Luiz Fux diverge do relator e vota pela anulação do processo contra Bolsonaro e demais réus

Em uma reviravolta que reacende o debate sobre limites do Poder Judiciário, o ministro Luiz Fux, do Supremo Tribunal Federal (STF), defendeu nesta quarta-feira (10) a incompetência da Corte para julgar o ex-presidente Jair Bolsonaro e outros sete réus acusados de tentativa de golpe.

Segundo Fux, o STF não teria autoridade para conduzir o processo porque os acusados já não ocupam cargos públicos, ponto que, em sua avaliação, reforça a jurisprudência sobre o foro privilegiado.

Ele votou pela nulidade total do processo, ressaltando que a ação penal deve ser remetida à primeira instância.
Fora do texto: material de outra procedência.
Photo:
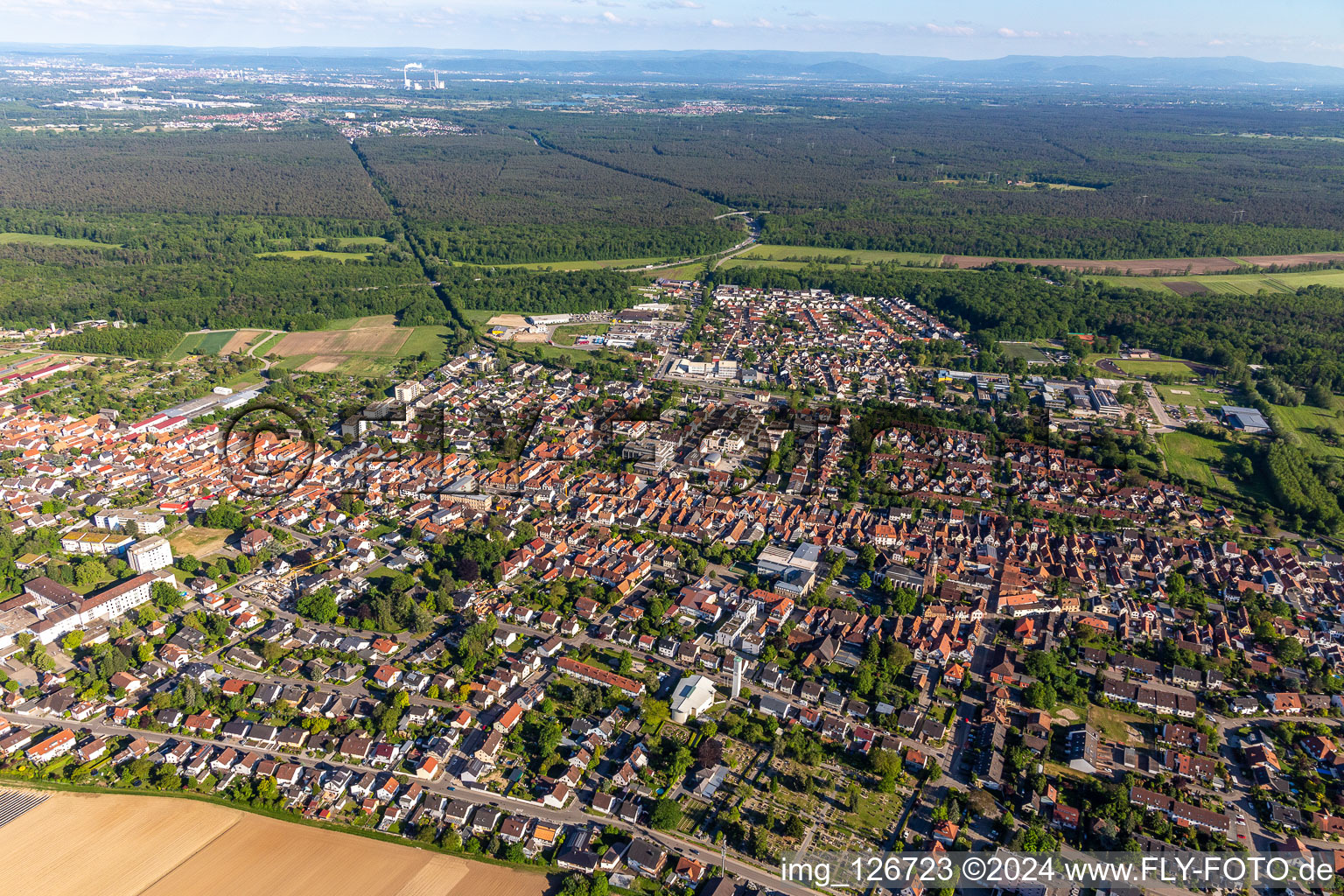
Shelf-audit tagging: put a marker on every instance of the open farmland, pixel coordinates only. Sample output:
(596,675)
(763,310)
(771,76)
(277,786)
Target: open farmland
(842,256)
(1231,284)
(366,340)
(122,845)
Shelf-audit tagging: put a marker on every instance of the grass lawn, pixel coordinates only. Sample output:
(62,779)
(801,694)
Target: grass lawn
(1113,723)
(200,344)
(1321,431)
(684,271)
(360,241)
(1025,351)
(1194,396)
(318,253)
(266,344)
(1196,457)
(351,323)
(198,542)
(43,240)
(594,265)
(425,339)
(188,346)
(564,335)
(1144,368)
(1234,284)
(773,251)
(366,366)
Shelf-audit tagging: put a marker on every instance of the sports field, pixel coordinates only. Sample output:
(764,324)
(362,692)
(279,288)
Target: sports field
(1191,396)
(1144,368)
(125,845)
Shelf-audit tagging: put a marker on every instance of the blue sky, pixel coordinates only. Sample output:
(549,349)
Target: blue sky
(1289,30)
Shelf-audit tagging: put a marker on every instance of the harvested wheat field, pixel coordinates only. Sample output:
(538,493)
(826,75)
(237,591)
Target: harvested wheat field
(124,845)
(366,340)
(241,340)
(321,364)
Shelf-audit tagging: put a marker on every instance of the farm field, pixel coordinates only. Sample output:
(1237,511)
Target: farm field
(266,344)
(124,845)
(1130,266)
(1195,458)
(774,251)
(45,240)
(318,253)
(365,340)
(200,344)
(198,542)
(1026,351)
(1321,431)
(356,323)
(1193,396)
(241,340)
(1233,284)
(1144,368)
(593,263)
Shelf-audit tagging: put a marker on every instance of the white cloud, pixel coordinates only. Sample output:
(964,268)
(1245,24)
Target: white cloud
(952,32)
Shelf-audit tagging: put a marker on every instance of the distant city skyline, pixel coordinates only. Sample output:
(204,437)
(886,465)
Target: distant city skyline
(1300,32)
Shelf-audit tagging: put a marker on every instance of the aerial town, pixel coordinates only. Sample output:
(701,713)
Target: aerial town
(796,584)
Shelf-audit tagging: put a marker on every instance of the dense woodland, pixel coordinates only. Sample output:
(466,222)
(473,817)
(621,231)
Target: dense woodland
(500,198)
(1301,335)
(940,176)
(303,171)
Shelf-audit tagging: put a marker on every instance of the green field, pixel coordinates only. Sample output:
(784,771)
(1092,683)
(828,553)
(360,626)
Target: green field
(1236,284)
(1195,457)
(1144,368)
(1198,396)
(481,315)
(190,344)
(772,251)
(266,344)
(43,240)
(593,265)
(425,339)
(564,335)
(361,241)
(318,253)
(1321,431)
(200,344)
(1025,351)
(351,323)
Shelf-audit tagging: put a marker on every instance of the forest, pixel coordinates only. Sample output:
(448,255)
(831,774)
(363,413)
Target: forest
(1301,335)
(501,198)
(1019,178)
(298,171)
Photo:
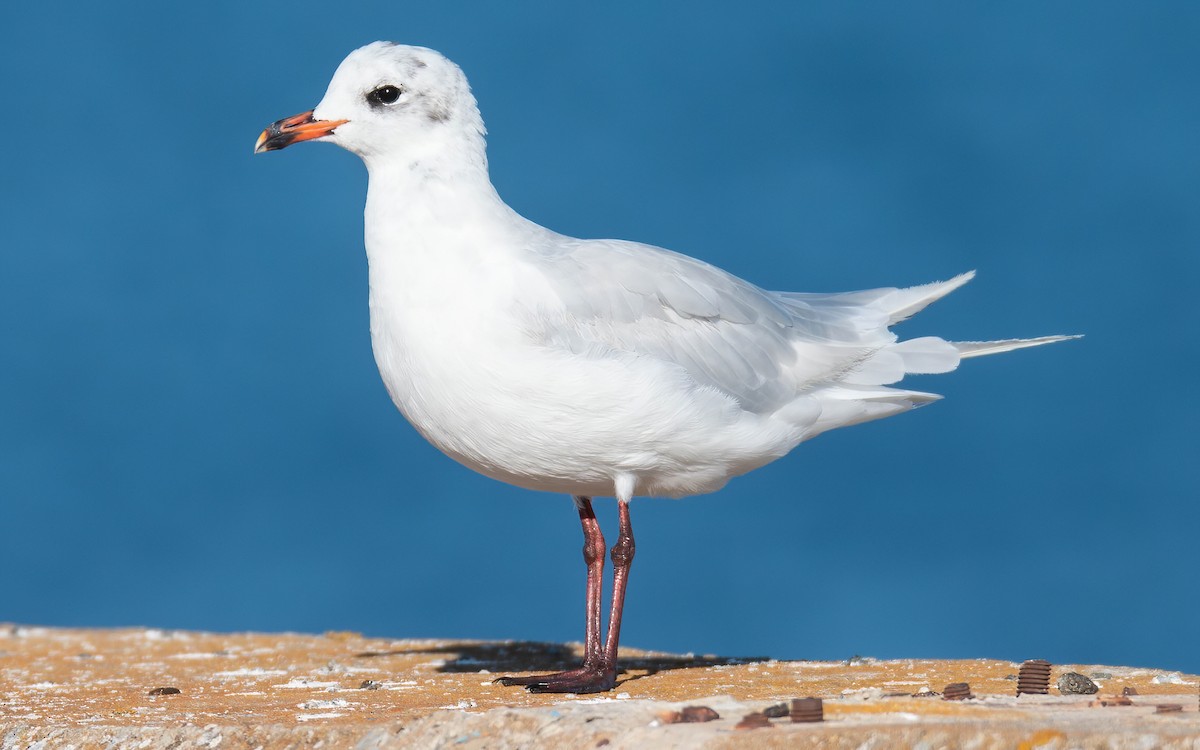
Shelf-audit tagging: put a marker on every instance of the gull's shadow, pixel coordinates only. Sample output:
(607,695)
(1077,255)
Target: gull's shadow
(508,657)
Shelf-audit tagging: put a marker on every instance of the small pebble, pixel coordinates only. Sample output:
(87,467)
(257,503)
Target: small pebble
(1073,683)
(775,712)
(696,714)
(754,721)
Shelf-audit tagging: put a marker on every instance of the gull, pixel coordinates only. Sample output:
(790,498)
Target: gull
(587,367)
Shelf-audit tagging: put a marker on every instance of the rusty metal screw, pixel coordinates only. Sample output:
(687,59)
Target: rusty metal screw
(957,691)
(808,709)
(1033,677)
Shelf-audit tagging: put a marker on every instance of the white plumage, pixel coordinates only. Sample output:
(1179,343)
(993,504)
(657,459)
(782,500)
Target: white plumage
(587,366)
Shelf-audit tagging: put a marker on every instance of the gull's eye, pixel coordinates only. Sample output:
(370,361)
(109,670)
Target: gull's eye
(384,95)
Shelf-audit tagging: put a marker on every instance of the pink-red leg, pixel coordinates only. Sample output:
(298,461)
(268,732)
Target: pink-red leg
(599,670)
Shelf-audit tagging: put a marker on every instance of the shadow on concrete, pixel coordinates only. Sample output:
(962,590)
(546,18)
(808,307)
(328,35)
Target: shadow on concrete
(508,657)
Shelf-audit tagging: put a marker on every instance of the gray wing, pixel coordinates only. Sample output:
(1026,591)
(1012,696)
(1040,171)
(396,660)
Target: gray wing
(760,347)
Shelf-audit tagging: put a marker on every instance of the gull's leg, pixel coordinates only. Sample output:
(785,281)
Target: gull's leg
(622,561)
(593,555)
(601,675)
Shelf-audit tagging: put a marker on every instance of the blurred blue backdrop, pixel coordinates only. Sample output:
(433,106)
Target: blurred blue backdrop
(193,435)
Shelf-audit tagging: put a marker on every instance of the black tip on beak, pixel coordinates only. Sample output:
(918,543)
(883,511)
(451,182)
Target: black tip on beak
(282,133)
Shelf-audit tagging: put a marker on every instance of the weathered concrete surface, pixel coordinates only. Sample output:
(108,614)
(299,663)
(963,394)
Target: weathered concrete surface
(91,689)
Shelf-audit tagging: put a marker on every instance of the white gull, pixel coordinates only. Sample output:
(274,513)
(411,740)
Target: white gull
(588,367)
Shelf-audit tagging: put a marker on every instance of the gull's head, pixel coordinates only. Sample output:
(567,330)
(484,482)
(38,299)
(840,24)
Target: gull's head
(388,100)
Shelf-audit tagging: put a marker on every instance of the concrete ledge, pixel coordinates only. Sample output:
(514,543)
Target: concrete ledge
(117,689)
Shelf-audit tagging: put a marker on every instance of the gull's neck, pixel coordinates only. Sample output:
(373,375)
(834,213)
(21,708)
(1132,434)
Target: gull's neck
(429,190)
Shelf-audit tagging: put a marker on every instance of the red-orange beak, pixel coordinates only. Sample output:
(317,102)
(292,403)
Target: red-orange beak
(285,132)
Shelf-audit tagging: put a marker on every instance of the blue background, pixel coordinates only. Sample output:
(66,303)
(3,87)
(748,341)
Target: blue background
(193,435)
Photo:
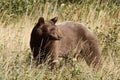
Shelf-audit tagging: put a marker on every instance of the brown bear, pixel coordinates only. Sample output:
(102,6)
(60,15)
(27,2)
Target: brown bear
(57,40)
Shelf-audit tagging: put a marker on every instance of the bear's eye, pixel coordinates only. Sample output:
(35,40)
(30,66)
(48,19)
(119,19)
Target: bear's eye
(52,29)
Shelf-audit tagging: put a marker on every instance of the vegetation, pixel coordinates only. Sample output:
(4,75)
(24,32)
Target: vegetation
(18,17)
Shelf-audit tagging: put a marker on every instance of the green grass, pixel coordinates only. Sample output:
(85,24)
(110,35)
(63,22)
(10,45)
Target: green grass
(15,55)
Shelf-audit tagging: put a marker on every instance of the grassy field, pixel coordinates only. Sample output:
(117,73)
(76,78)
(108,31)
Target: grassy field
(15,55)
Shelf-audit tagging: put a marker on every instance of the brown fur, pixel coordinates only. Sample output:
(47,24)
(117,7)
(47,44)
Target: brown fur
(58,40)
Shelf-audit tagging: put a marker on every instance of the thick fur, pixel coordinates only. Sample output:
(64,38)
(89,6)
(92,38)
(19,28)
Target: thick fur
(47,38)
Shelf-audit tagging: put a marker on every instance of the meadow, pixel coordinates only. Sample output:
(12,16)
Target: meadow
(17,19)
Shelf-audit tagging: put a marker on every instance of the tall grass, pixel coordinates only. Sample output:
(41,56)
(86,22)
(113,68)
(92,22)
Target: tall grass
(15,55)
O ministro salienta, ainda, que mesmo que o processo seja julgado no STF teria que ser pelo plenário e não pela turma, por envolver um ex-presidente da República.

O ministro afirmou que a mudança recente no regimento interno, que permitiu ao STF processar ex-autoridades, representa uma “banalização” do mecanismo judicial de proteção a cargos de relevância.

“Não se pode permitir que a excepcionalidade do foro privilegiado se transforme em regra corriqueira”, declarou Fux, pedindo a nulidade de todos os atos processuais até o momento.

A declaração gerou reações imediatas de colegas de Corte, advogados e especialistas em direito constitucional, que dividem opiniões sobre os limites do Supremo.

O julgamento já conta com votos de ministros favoráveis à condenação dos réus, como Alexandre de Moraes e Flávio Dino, mas ainda carece das decisões de Cármen Lúcia, Cristiano Zanin e outros membros da Corte, tornando o desfecho incerto.

Analistas políticos apontam que o voto de Fux poderá alterar significativamente o curso do processo e gerar repercussões políticas e jurídicas no país, sobretudo em um momento de intensa polarização.

A questão central gira em torno do alcance do STF: até que ponto a Corte pode atuar sobre ex-autoridades e garantir a responsabilização por atos cometidos durante o exercício do poder?

Enquanto o julgamento continua, a sociedade observa atenta, consciente de que o resultado não impacta apenas os réus, mas também os limites institucionais do Judiciário brasileiro.